Modena spende in media per i servizi sociali 265 euro l’anno per ogni cittadino contro i 180 della media provinciale. E a fronte di una maggiore spesa, è più elevato anche il tasso di copertura dei servizi. Il dato è emerso nel corso del convegno “Il welfare locale al tempo della crisi”, che si è svolto oggi al Teatro San Carlo per iniziativa del Comune nell’ambito del percorso degli stati generali “Effetto Modena”.
Dalle relazioni dei docenti Chiara Saraceno, del Wissenschaftszentrum Berlin fur Sozialforschung, e Paolo Bosi, presidente del Centro di analisi delle politiche pubbliche dell’Università di Modena e Reggio Emilia (Capp), è emersa l’esigenza di nuove forme di responsabilizzazione e partecipazione della comunità locale – cittadini, imprese e terzo settore – per rendere più sostenibile il sistema di servizi all’infanzia, agli anziani e ai disabili.
Chiara Saraceno ha sottolineato che “il welfare italiano era già in crisi prima della crisi per il prevalere di logiche di categoria e per le enormi differenze tra le diverse realtà locali. In Italia – ha precisato – in relazione a dove si abita si possono avere o non avere accesso al nido, all’assistenza agli anziani e ad altri servizi pubblici”. Secondo Saraceno, il sistema di stato sociale italiano sarebbe estremamente vulnerabile proprio perché troppo basato sul ruolo della famiglia, del volontariato e della carità. “Il caso di Modena – ha aggiunto la studiosa – mostra quanto spazio ci sia per un governo locale che voglia integrare ed equilibrare un welfare nazionale bucherellato e asimmetrico”. Proprio perché “la città ha investito molto è forse giunto il momento che i cittadini si prendano maggiori responsabilità, ad esempio puntando sul volontariato dei professionisti in pensione, dagli insegnanti agli ingegneri”.
Secondo Paolo Bosi, Modena ha fatto ripetutamente ricorso al “welfare mix”, cioè alla cooperazione tra pubblico e privato, ma oggi, con la crisi, “il rischio è che i servizi sociali diventino un’offerta residuale, solo per i poveri”. Il problema riguarda soprattutto le risorse finanziarie, ma secondo il presidente del Capp è importante evitare di drammatizzare eccessivamente la situazione: una manovra economica da 20 milioni di euro significa, in una città come Modena, 480 euro per ogni famiglia il cui reddito è superiore alla media. “Per queste famiglie più ricche, si tratta di un’incidenza sul reddito netto familiare dello 0,5%-1,2%. Un contributo pesante – ha chiarito lo studioso – ma non intollerabile e sicuramente non tale da giustificare l’abbandono di un modello di welfare che ha avuto successo”.

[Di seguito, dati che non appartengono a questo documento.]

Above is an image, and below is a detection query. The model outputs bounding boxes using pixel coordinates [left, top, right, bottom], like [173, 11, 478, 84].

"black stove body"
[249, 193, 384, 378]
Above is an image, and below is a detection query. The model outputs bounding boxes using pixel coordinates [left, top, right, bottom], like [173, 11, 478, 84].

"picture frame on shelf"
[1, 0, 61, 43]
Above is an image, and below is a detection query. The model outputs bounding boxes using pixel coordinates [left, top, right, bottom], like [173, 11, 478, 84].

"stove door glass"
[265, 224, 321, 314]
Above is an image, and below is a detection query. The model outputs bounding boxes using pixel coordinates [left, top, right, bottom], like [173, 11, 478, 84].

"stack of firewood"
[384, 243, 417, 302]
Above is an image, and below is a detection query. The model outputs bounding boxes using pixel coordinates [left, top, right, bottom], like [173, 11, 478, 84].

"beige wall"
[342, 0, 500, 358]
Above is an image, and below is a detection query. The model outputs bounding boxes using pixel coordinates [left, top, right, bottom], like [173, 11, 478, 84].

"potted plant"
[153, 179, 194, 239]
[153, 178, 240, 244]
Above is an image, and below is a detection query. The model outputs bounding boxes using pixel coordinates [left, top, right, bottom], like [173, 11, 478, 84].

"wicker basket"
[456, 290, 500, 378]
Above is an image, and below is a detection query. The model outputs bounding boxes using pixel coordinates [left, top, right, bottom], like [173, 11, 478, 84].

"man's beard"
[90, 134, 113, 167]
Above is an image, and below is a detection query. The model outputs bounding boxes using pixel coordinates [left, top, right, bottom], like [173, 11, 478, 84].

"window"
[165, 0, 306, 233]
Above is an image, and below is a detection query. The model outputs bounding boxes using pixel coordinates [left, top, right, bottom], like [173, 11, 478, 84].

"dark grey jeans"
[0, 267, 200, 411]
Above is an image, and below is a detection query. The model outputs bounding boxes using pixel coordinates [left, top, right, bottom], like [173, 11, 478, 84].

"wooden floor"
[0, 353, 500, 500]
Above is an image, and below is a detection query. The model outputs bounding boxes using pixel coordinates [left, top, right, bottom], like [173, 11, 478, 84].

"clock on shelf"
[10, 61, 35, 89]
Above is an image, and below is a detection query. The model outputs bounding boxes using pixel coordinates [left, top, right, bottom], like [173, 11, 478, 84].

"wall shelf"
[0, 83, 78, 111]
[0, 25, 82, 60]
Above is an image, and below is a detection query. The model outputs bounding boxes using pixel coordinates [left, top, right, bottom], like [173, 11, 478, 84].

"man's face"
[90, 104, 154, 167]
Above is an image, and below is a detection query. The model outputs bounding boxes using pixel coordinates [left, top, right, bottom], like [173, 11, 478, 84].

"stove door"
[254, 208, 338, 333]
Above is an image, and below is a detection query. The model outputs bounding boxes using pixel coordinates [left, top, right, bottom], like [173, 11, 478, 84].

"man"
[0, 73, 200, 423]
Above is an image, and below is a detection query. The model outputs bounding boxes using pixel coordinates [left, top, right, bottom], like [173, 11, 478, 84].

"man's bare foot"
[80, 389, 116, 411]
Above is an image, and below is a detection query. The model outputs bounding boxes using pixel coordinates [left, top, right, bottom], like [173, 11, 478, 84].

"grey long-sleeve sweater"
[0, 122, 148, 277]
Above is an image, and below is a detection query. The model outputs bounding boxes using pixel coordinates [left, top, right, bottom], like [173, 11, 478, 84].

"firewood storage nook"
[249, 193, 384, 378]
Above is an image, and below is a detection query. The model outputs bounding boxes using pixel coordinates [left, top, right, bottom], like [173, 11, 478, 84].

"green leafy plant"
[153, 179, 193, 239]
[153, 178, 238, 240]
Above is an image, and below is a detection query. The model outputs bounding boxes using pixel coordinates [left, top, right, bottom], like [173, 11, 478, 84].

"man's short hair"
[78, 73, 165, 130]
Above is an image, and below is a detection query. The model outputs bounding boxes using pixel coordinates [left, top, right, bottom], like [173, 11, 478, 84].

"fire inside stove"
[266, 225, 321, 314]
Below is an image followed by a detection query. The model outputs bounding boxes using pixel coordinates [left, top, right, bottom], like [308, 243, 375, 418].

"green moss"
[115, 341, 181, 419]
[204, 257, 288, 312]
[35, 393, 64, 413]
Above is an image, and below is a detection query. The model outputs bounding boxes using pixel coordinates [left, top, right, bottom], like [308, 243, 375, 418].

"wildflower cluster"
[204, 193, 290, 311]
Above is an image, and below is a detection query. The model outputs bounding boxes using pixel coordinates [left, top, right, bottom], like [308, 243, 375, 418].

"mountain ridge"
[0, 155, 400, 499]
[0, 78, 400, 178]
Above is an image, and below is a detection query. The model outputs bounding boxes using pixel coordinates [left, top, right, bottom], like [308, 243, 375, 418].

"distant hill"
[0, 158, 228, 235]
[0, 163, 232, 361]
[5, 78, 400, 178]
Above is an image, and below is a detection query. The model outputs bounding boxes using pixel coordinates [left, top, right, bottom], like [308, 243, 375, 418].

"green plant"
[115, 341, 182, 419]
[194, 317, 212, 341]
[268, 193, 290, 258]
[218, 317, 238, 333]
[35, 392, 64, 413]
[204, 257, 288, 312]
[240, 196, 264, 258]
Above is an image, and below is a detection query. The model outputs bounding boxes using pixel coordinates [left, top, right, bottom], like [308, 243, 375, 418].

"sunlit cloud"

Bosi è inoltre intervenuto sulla compartecipazione alle tariffe (“si potrebbe forse chiedere un contributo maggiore nei servizi agli anziani, perché molto spesso questi utenti hanno a disposizione patrimoni maggiori rispetto alle giovani coppie”) e ha analizzato il ruolo di 10 diversi “portatori di interesse” che, insieme al Comune, hanno un ruolo nel sistema locale dei servizi sociali. Al sindacato spetterebbe, secondo il docente, il compito di “contrastare il dualismo del mercato del lavoro e le grandi differenze tra il costo del lavoro nel pubblico e nel privato sociale”. Le imprese dovrebbero “rispettare le normative, per esempio nell’inserimento dei lavoratori disabili, e consentire maggiore flessibilità per conciliare la vita professionale con il lavoro di cura”. Alla cooperazione, secondo Bosi, il Comune potrebbe chiedere una “maggiore partecipazione nella programmazione dei servizi e non solo nella semplice gestione”. In conclusione, il presidente del Capp ha sottolineato come il fenomeno migratorio “incida in modo trasversale su tutto il sistema di welfare, dalle politiche educative a quelle per la casa” e come “tra i casi maggiormente a rischio povertà e meritevoli di attenzione ci siano spesso i minori stranieri, che rappresentano di fatto una larga percentuale di quelli che saranno i modenesi di domani”.
Nel corso del convegno sul welfare si sono svolte anche due sessioni tematiche dedicate ai servizi per l’infanzia e alle politiche rivolte agli anziani e alle persone non autosufficienti che hanno messo a confronto la situazione di Modena con quelle di Ravenna, Padova e della provincia di Cremona.